Как-то утром я увидела, что медсестра собрала мои вещи и проверяла их по списку.
«Вас переводят в другое отделение», – сказала она.
Мое сердце замерло. Я чувствовала, как кровь отхлынула от лица.
«В какое?»
«В соседнее. Тут недалеко. Четыреста пятьдесят первое».
11
Я стояла в дверях общего зала отделения номер четыреста пятьдесят один. В комнате никого не было, не считая карликовой женщины, которая шила, свесив ноги с потрепанного кожаного дивана, который вместе с другой ветхой мебелью напомнил мне старомодную приемную мистера Питерса, нашего семейного дантиста; на стенах не хватало лишь знакомой выцветшей фотографии игроков клуба «Одиннадцать первых», сидевших скрестив ноги и руки; в переднем ряду, по центру, расположился, зажав между коленями футбольный мяч, юный мистер Питерс с чисто выбритым лицом и воинственным взором. Здесь на стенах, однако, не было ни картин, ни фотографий. Постепенно характерный запах чего-то вкипевшего в пол, стены и предметы мебели стал сочиться обратно и наполнять комнату удушающим зловонием, которое – будь оно дымом – заставило бы людей кричать: «Пожар!» – и спасаться бегством от опасности задохнуться. Но что нужно кричать, когда чувствуешь не дым или огонь, а смертоносный запах?
Женщина увлеченно занималась своим шитьем, и по тому, каким замысловатым был узор и с каким вниманием она его выводила, можно было понять, что она прожила в лечебнице уже много лет. Я видела такое раньше, в Клифхейвене, когда, вдев свою жизнь в иглу, пациентки вышивали скатерти, салфетки и чехлы на чайник, не питая никаких надежд увидеть их в собственном доме, на собственной мебели. Они работали увлеченно, самозабвенно, как настоящие художники; было видно, с какой любовью они относились к чему-то, что будет продано, отдано, испачкано до неузнаваемости; аккуратно сворачивали свою работу и убирали в маленькую сумку, в которой хранили свои сокровища. Рядом с крохотной пациенткой как раз была такая сумка. В ней хранились журнал, схемы узоров, нитки, иглы, возможно, что-то съедобное на дне (вроде смятой шоколадки) и что-то ценное лично для нее, что остальным могло бы показаться пустяком, но она была готова яростно защищать, если бы это попросили отдать или выбросить. Я одиноко стояла у двери, рядом с пианино с поднятой крышкой, обнаженные нечищеные шатающиеся зубы-клавиши которого вклинивались в десны из затхлого зеленого сукна, только усиливая образ, создаваемый мебелью, – пошлости зубной гнили, приемной дантиста, общей безрадостности. Я ждала, пока не появится кто-то еще из местных пациенток, и вдруг осознала, что во время прошлых моих визитов сюда мне очень редко встречались его обитательницы. Неужели они все попрятались в свои норы? Неужели они живут в стенах и выползают только на время приема пищи? Или они были навечно замурованы и запах, исходивший от дерева, был запахом их заточения, который сочился наружу сквозь их кожу, и разум, и все тело?

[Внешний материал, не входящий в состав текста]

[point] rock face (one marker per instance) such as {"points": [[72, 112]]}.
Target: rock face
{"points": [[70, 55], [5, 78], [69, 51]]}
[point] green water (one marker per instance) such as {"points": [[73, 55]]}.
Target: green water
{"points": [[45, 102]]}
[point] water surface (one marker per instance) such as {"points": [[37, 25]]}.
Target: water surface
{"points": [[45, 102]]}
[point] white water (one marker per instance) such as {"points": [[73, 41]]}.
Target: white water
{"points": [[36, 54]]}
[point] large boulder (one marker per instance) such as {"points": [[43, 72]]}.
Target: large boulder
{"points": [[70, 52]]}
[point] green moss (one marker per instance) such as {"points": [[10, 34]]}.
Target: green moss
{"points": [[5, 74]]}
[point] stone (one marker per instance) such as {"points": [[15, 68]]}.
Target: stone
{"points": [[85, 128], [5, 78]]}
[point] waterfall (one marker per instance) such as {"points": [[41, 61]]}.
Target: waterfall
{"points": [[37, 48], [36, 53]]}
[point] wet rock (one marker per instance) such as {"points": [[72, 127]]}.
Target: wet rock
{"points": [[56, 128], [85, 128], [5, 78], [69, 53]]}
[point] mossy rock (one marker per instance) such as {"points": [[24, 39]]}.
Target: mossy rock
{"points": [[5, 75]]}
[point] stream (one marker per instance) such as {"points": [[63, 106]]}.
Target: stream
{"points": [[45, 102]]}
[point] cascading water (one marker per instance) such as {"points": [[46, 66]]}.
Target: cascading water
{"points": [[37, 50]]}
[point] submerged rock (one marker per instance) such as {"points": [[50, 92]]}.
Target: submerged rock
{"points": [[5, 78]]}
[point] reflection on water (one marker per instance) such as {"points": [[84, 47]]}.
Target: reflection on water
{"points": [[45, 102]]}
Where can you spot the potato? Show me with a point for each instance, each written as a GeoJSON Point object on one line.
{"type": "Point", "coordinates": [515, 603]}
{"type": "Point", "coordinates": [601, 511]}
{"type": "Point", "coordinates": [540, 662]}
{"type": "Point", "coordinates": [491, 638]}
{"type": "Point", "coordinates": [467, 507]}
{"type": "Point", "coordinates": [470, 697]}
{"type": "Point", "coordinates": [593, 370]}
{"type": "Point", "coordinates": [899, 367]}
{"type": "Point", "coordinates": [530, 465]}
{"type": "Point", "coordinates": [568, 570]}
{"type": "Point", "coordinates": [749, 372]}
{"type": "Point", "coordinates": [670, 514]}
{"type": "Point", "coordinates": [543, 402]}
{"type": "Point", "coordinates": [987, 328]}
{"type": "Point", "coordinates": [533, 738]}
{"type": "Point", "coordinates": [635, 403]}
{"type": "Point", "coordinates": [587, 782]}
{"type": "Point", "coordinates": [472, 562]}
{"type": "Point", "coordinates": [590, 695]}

Дверь общего зала не была заперта, и все же я боялась пошевелиться. Я стояла, дрожа, в углу и пыталась понять, почему меня перевели в отделение номер четыреста пятьдесят один. Я не смела выйти в сад, чтобы стать объектом любопытных взглядов и отвечать на вопросы привилегированных обитателей седьмого отделения, но не могла и заставить себя пойти в свою палату, которая была в конце коридора, где пациентам делали электрошок. Весь день я простояла в лишенном солнца общем зале. Иногда, закончив розу или доведя до совершенства ветвь с листьями, карлица радостно прищелкивала языком, отодвигала вышивку на расстояние вытянутой руки и оценивала общую картину. Осознав, что я стою без дела, она выронила работу из рук и как будто была к ней безразлична или убеждала себя в этом; угрюмо уставилась в пустоту, выражение ее лица, веснушчатого и постаревшего (как обычно бывает у маленьких людей, чьи черты, кажется, несут двойное бремя возрастных изменений, равномерно распределяемое по всему телу при обычном росте), было хмурым.
Вдруг откуда-то из недр отделения раздались глухие звуки гонга, снова и снова, – и сразу все его обитательницы ожили, как будто звук потревожил гнездо насекомых или нелетающих птиц, и я увидела женщин, низких, высоких, толстых, худых, уродливых, азиаток, карликового роста, которые появлялись из своих уголков и укромных мест, словно из ниоткуда, держа в руках свои сумки с сокровищами, торопясь и суетясь, повинуясь гонгу. Я пошла за ними и оказалась в столовой. Следуя их примеру, я встала в очередь, чтобы получить свою порцию еды. За кухней я могла различить коридор туберкулезного крыла с его унылыми голыми полами, и меня охватило чувство безысходности. Медсестры выкрикивали приказы. Пациенток отчитывали за проступки. Заполучив тарелку с едой, каждая из них торопилась за свой стол, торжествуя, оттого что знала, куда идти и что делать.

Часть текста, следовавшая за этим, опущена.